Mit Bescheid vom 13. Oktober 2009 wurde Fuchs die Befreiung von der Verpflichtung erteilt, bei zehn auf ihren Namen in der Schweiz zugelassenen Helikoptern für die Einreise in Deutschland einen Zollflugplatz zu benutzen.
Diese Helikopter wurden daraufhin im Rahmen diverser Schulungsveranstaltungen in den Jahren 2009 und 2010 in das Zollgebiet der Union verbracht, und zwar entweder durch einen bei Fuchs angestellten Fluglehrer oder durch Flugschüler im Beisein eines solchen Fluglehrers.
Die Helikopter verließen während der Schulungsflüge nicht das Zollgebiet der Union, sondern wurden erst in die Schweiz geflogen, nachdem der jeweilige Ausbildungszeitraum geendet hatte.
Mit Einfuhrabgabenbescheid vom 10. Juni 2011 stellte die Zollverwaltung fest, dass die fraglichen Helikopter gewerblich verwendet worden seien, obwohl keine Erlaubnis nach § 2 Abs. 7 Satz 1 des Luftverkehrsgesetzes vorgelegen habe. Dadurch habe Fuchs gegen die in Art. 558 Abs. 1 Buchst. c der Durchführungsverordnung festgelegten Voraussetzungen der vorübergehenden Verwendung der fraglichen Helikopter unter vollständiger Befreiung von Einfuhrabgaben verstoßen.
Da nach Ansicht der Zollverwaltung für die genannten Helikopter gemäß Art. 204 Abs. 1 Buchst. a des Zollkodex eine Zollschuld entstanden war, setzte sie gegen Fuchs Zollabgaben in Höhe von 175873,36 Euro fest.
Nachdem der von Fuchs gegen den Einfuhrabgabenbescheid eingelegte Einspruch von der Zollverwaltung zurückgewiesen worden war, erhob Fuchs beim Finanzgericht Baden-Württemberg (Deutschland) Klage.
Das Unternehmen macht mit dieser Klage geltend, dass die Voraussetzungen für die Gewährung einer vollständigen Befreiung von Einfuhrabgaben erfüllt seien. Insbesondere seien die fraglichen Helikopter nicht Gegenstand einer „gewerblichen Verwendung“ im Sinne von Art. 555 Abs. 1 der Durchführungsverordnung gewesen.
Die Zollverwaltung vertritt demgegenüber die Auffassung, Fuchs habe die Helikopter gewerblich verwendet, weil bei diesen Schulungsflügen Personen gegen Entgelt befördert worden seien. Es komme in diesem Zusammenhang nicht darauf an, dass die von den Flugschülern entrichteten Beträge für die Ausbildung und nicht für die Beförderung bezahlt worden seien.

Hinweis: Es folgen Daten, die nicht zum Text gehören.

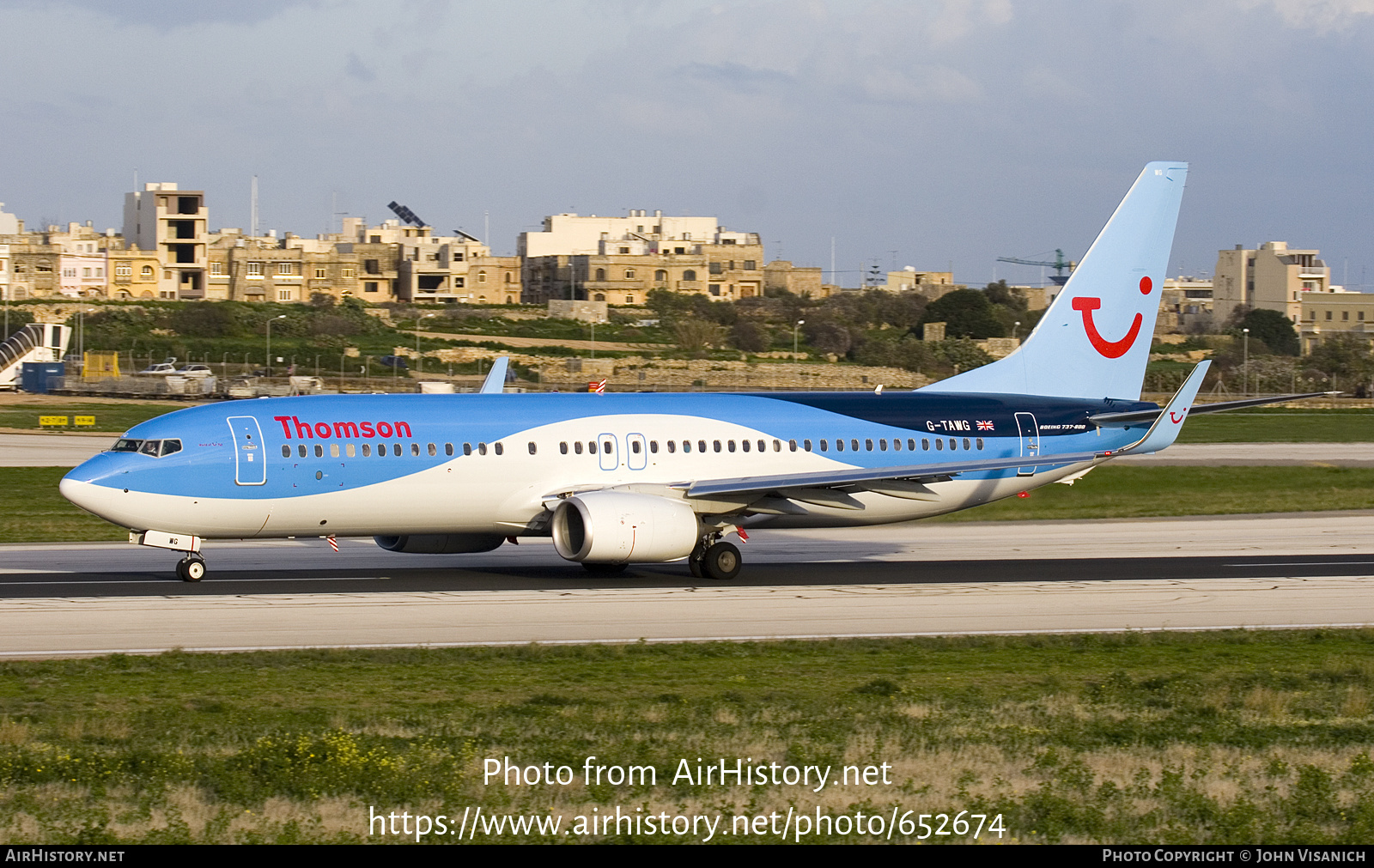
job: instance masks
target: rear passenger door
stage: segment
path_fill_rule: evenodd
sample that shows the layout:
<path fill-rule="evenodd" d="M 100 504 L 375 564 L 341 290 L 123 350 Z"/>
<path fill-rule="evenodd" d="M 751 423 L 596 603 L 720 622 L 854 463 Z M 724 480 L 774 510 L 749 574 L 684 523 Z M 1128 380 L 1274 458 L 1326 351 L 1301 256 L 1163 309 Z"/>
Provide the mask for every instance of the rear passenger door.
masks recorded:
<path fill-rule="evenodd" d="M 257 416 L 229 416 L 234 434 L 234 482 L 264 485 L 267 482 L 267 450 L 262 448 L 262 429 Z"/>

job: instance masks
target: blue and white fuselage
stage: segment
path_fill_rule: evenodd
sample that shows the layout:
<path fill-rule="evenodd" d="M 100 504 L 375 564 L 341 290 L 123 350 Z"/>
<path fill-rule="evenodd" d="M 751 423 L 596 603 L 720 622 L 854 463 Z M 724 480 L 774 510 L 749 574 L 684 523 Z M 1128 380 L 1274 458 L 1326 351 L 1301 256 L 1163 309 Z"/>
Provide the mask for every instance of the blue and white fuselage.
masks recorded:
<path fill-rule="evenodd" d="M 861 504 L 749 511 L 787 482 L 717 497 L 742 526 L 900 522 L 1015 494 L 1083 470 L 1037 455 L 1114 452 L 1149 424 L 1095 413 L 1154 404 L 988 394 L 316 396 L 198 407 L 144 422 L 126 449 L 62 482 L 82 508 L 135 530 L 216 537 L 547 533 L 566 493 L 635 486 L 683 497 L 699 481 L 1025 457 L 926 482 L 919 500 L 844 486 Z M 151 441 L 176 441 L 143 449 Z M 804 485 L 804 483 L 802 483 Z"/>
<path fill-rule="evenodd" d="M 62 493 L 190 552 L 191 580 L 202 537 L 456 553 L 529 534 L 592 569 L 728 578 L 721 537 L 746 527 L 938 515 L 1173 442 L 1206 363 L 1162 409 L 1139 396 L 1184 176 L 1147 165 L 1025 345 L 915 393 L 242 401 L 136 426 Z"/>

Das vorlegende Gericht weist darauf hin, dass die grundsätzlichen Bedingungen für eine Bewilligung der vorübergehenden Verwendung von Beförderungsmitteln unter vollständiger Befreiung von den Einfuhrabgaben in Art. 558 Abs. 1 der Durchführungsverordnung festgelegt seien. Es sei unstreitig, dass die Voraussetzungen des Art. 558 Abs. 1 Buchst. a und b der Durchführungsverordnung im Ausgangsverfahren erfüllt seien. Es stelle sich lediglich die Frage, ob die Voraussetzungen des Art. 558 Abs. 1 Buchst. c der Durchführungsverordnung erfüllt seien, der bestimme, dass bei gewerblicher Verwendung die Beförderungsmittel grundsätzlich nur für Beförderungen verwendet werden dürften, die außerhalb des Zollgebiets der Gemeinschaft begännen oder endeten. Die Antwort auf diese Frage hänge von der Auslegung des in Art. 555 Abs. 1 Buchst. a der Durchführungsverordnung enthaltenen Begriffs „gewerbliche Verwendung“ ab.

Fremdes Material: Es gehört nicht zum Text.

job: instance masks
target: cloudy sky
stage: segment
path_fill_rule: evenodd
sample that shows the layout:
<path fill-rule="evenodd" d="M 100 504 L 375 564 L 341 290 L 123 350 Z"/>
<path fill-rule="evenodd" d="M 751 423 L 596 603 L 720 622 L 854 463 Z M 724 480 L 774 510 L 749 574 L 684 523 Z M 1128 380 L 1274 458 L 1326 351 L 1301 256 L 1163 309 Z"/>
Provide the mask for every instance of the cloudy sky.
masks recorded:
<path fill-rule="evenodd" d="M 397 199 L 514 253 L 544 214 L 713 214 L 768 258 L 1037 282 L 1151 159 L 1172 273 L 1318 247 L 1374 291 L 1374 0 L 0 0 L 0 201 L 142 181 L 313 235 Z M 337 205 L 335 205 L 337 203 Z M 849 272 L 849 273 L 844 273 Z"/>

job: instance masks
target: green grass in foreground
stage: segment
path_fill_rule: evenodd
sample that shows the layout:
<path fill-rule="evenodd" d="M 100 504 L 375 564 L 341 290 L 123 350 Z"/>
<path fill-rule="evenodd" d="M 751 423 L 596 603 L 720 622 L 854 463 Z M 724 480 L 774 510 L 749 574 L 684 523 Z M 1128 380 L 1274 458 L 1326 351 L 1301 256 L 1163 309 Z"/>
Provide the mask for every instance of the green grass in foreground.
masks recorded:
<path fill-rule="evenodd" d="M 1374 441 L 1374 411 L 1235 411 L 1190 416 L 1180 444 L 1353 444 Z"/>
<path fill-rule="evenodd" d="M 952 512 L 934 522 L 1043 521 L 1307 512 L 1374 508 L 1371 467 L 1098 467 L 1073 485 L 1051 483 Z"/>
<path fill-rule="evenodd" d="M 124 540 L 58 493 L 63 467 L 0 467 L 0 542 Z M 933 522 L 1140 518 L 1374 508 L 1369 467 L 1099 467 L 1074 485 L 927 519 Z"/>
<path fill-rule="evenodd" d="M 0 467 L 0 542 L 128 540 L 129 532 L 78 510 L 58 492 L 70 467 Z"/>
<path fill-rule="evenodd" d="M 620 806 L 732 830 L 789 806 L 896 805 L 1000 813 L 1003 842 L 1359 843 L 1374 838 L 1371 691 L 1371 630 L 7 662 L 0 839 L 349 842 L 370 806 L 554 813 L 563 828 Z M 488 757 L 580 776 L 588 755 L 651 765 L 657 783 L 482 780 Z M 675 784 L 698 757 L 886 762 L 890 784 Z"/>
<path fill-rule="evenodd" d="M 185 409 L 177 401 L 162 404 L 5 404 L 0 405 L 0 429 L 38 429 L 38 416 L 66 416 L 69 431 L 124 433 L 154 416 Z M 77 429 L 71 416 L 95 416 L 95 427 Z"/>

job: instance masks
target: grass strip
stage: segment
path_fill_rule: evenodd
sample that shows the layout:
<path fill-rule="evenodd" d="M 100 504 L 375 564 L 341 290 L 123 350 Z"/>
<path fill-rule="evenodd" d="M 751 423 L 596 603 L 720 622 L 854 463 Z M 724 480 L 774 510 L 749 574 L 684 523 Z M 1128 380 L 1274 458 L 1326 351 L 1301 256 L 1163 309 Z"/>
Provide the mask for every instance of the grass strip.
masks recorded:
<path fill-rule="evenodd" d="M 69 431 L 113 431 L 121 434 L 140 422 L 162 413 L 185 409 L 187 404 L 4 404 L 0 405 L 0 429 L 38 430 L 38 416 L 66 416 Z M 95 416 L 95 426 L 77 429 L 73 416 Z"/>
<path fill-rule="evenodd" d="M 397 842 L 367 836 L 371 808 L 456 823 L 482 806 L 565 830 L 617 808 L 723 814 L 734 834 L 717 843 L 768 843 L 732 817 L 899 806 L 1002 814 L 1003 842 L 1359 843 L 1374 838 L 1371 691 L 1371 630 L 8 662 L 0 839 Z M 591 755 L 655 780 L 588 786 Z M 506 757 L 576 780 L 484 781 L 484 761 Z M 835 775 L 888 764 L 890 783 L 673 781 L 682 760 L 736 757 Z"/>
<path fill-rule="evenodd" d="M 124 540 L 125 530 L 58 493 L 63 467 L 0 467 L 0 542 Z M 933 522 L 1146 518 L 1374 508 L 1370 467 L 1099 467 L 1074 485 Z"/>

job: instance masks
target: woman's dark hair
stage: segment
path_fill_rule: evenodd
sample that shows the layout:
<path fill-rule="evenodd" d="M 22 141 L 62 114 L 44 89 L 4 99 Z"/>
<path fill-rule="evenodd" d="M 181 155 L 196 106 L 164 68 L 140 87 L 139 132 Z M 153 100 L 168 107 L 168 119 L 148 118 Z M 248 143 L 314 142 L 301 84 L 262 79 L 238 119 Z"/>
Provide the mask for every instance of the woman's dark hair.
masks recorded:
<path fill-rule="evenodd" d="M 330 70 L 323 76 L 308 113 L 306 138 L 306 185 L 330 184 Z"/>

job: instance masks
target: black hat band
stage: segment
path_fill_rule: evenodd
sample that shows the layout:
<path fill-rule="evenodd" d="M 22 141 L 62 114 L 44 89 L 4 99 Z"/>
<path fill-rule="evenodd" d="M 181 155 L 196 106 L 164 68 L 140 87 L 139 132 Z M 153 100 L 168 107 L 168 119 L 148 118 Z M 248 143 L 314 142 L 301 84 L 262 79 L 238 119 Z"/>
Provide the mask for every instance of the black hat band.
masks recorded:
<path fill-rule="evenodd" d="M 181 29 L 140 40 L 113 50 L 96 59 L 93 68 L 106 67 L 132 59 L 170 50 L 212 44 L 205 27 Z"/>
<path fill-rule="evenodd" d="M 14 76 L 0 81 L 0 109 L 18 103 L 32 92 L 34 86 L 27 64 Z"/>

Unter diesen Umständen hat das Finanzgericht Baden-Württemberg beschlossen, das Verfahren auszusetzen und dem Gerichtshof folgende Frage zur Vorabentscheidung vorzulegen:
Ist Art. 555 Abs. 1 Buchst. a der Durchführungsverordnung so auszulegen, dass entgeltliche Schulungsflüge mit Helikoptern, bei denen sich ein Flugschüler und ein Fluglehrer im Helikopter befinden, als gewerbliche Verwendung eines Beförderungsmittels anzusehen sind?
Zur Vorlagefrage
Das vorlegende Gericht möchte mit seiner Frage wissen, ob Flüge, die gegen Entgelt mit einem Helikopter zur Pilotenausbildung durchgeführt werden, wobei sich an Bord dieses Helikopters ein Fluglehrer und ein Flugschüler aufhalten, als gewerbliche Verwendung eines Beförderungsmittels im Sinne von Art. 555 Abs. 1 Buchst. a der Durchführungsverordnung aufzufassen sind.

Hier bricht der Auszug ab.